Ogundayo, who is the director of Africana studies and foreign languages at Pitt–Bradford, will spend the 2022-23 academic year teaching in the Department of Anglophone Studies at the Université Joseph Ki-Zerbo in Ouagadougou, the capital of the West African nation.

“I will be bringing a relevant and specifically American cultural, academic and cross-cultural input and perspective to their curriculum,” Ogundayo said. He hopes to connect his Pitt-Bradford students with his new students in Burkina Faso through the videoconferencing platform Zoom as well.

When not teaching, Ogundayo plans to conduct research on how the oral traditions of the country’s dominant ethnic group, the Mossi, shape Burkinabe attitudes, conversations and responses to the challenges of Islamist fundamentalism and violence facing the country.
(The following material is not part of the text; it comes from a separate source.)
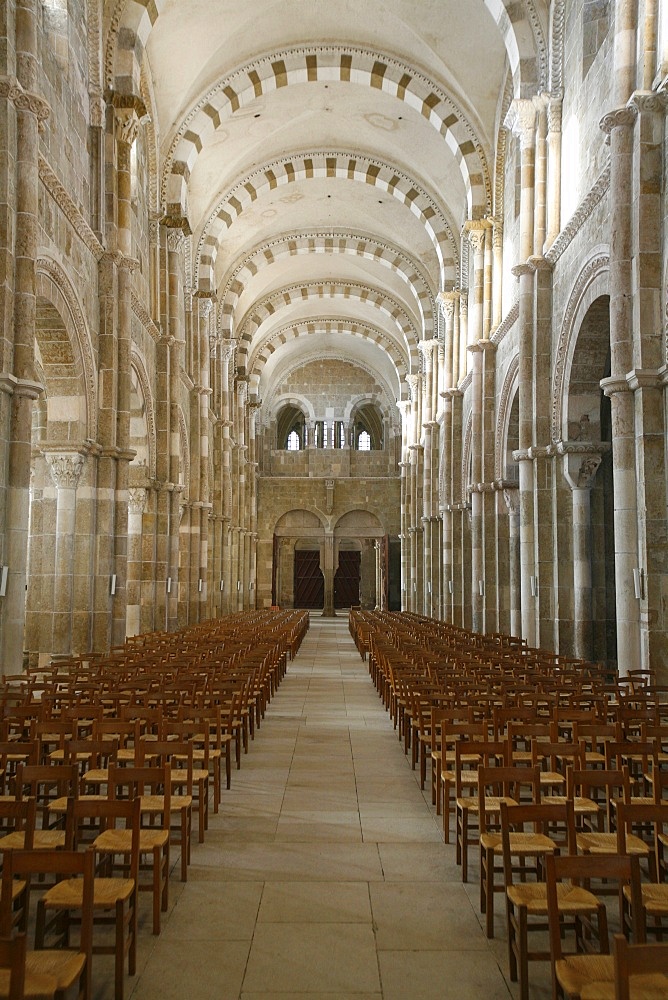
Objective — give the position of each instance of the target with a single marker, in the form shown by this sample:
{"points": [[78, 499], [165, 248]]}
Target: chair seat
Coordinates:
{"points": [[106, 892], [587, 975], [571, 899], [606, 843], [58, 966], [654, 898], [581, 804], [647, 986]]}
Ogundayo has published on African spirituality, ethics and modern African politics, the African American experience and the African diaspora and has long been interested in the myriad of cultures that are part of the African diaspora.

At the University of Pittsburgh, he is involved with the University Center for International Studies and the Center for African Studies, and designed and managed Pitt­–Bradford’s undergraduate certificate in African Studies. He plans to use what he learns in Burkina Faso to contribute to the University’s curriculum, diversity initiatives and Center for African Studies.

Ogundayo is uniquely qualified for these studies, in part because of his fluency in English, French and dialects of several West African languages. A native of Nigeria, he attended boarding school in Ghana some 100 miles south of Ouagadougou.

Ogundayo has taught at Pitt-Bradford since January 2001. He earned his doctoral degree in French and Francophone literature and cultures at the State University of New York at Buffalo, a master of arts in French from Queen’s University in Canada and a master of arts and bachelor of arts in French from the University of Lagos in Nigeria. He also studied for a master’s degree in International Management at Whitworth University in Spokane, Wash.